In practice black-box operators acts much like their Matlab counterparts. However, it is often more efficient to use a black-box than a Matlab matrix. For instance, the product of very sparse matrices is normally less sparse than the original matrices:

A=sprandn(5000,1000,.01);
B=sprandn(1000,5000,.01);
C=A*B;
nnz(A)+nnz(B)
ans =
       99533
nnz(C)
ans =
     2358238

Since each non-zero requires a multiplication in a matrix-vector product, it is faster to compute A*(B*X) than C*X, even though they should give the same result (ignoring rounding errors). With BBTools one would instead do:

C=bbprod(A,B)
C =
   prod 5000x5000
   > matrix 5000x1000 (sparse)
   > matrix 1000x5000 (sparse)

This shows that C is a 5000-by-5000 matrix built as the product of two sparse matrices. Computing C*X is essentially equivalent to A*(B*X).

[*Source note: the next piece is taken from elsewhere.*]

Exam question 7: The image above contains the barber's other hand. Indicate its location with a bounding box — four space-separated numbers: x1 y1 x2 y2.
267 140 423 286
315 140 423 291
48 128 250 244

An alternative view of the evaluation-tree of C can be obtained using the function bbshowtree:

bbshowtree(C);
Evaluation Tree

Kronecker products

One combinator that often leads to very large operators is the Kronecker product. Normally Matlab evaluates such a product, leading to a huge amount of memory consumption and a very inefficient matrix-vector product.

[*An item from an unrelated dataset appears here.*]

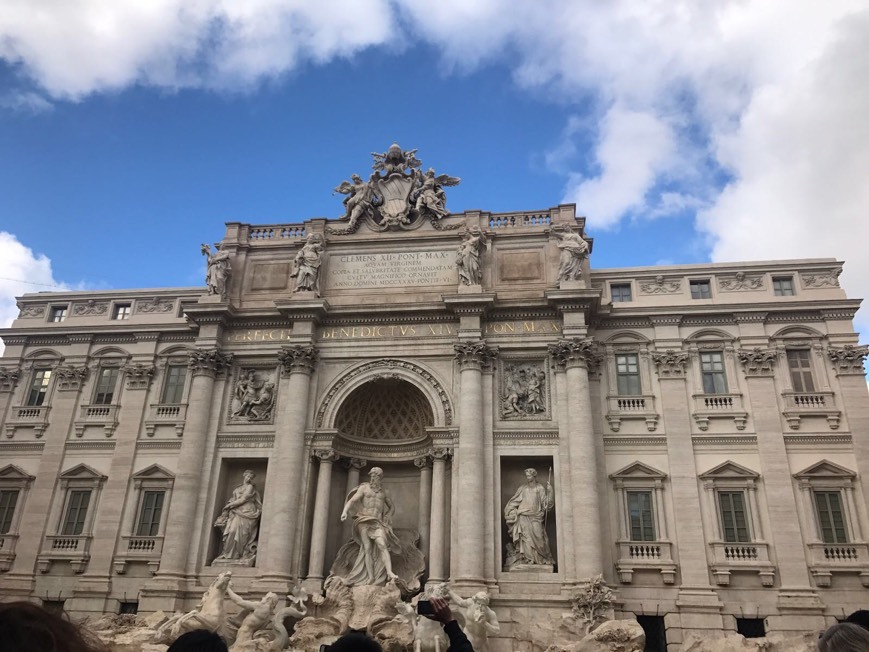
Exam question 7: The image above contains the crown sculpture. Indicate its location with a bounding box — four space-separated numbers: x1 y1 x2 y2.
330 143 461 235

In the case at hand, forming the Kronecker product of A and B would require about 18.5GB of memory, just to store the non-zero elements. Since 32-bit machines can only address 4GB, we will not be able to compute this product on a such a machine.

Let us try BBTools instead:

C=bbkron(A,B)
C =
   kron 5000000x5000000
   > matrix 5000x1000 (sparse)
   > matrix 1000x5000 (sparse)

Of course this is only useful if the products can be computed efficiently:

X=randn(5000000,1);
t=cputime; Y=C*X; t1=cputime-t;
t=cputime; Z=B*reshape(X,5000,1000)*A'; t2=cputime-t;
t1/t2
ans =
    2.0606

We see that BBTools is in the same ball-park as an explicit algorithm. However, simply forming the Kronecker product and using it makes it the code much clearer.

The overhead incurred by BBTools results from the fact that Matlab avoids transpositions (in version 6.5 and later). In contrast, BBTools must support any kind of operator, including custom algorithms. The factor grows as large in this example because A and B are very sparse, and transposition takes a relatively large amount of time.

Had we used Z=B*(reshape(X,5000,1000)*A') instead, then BBTools would have been superior.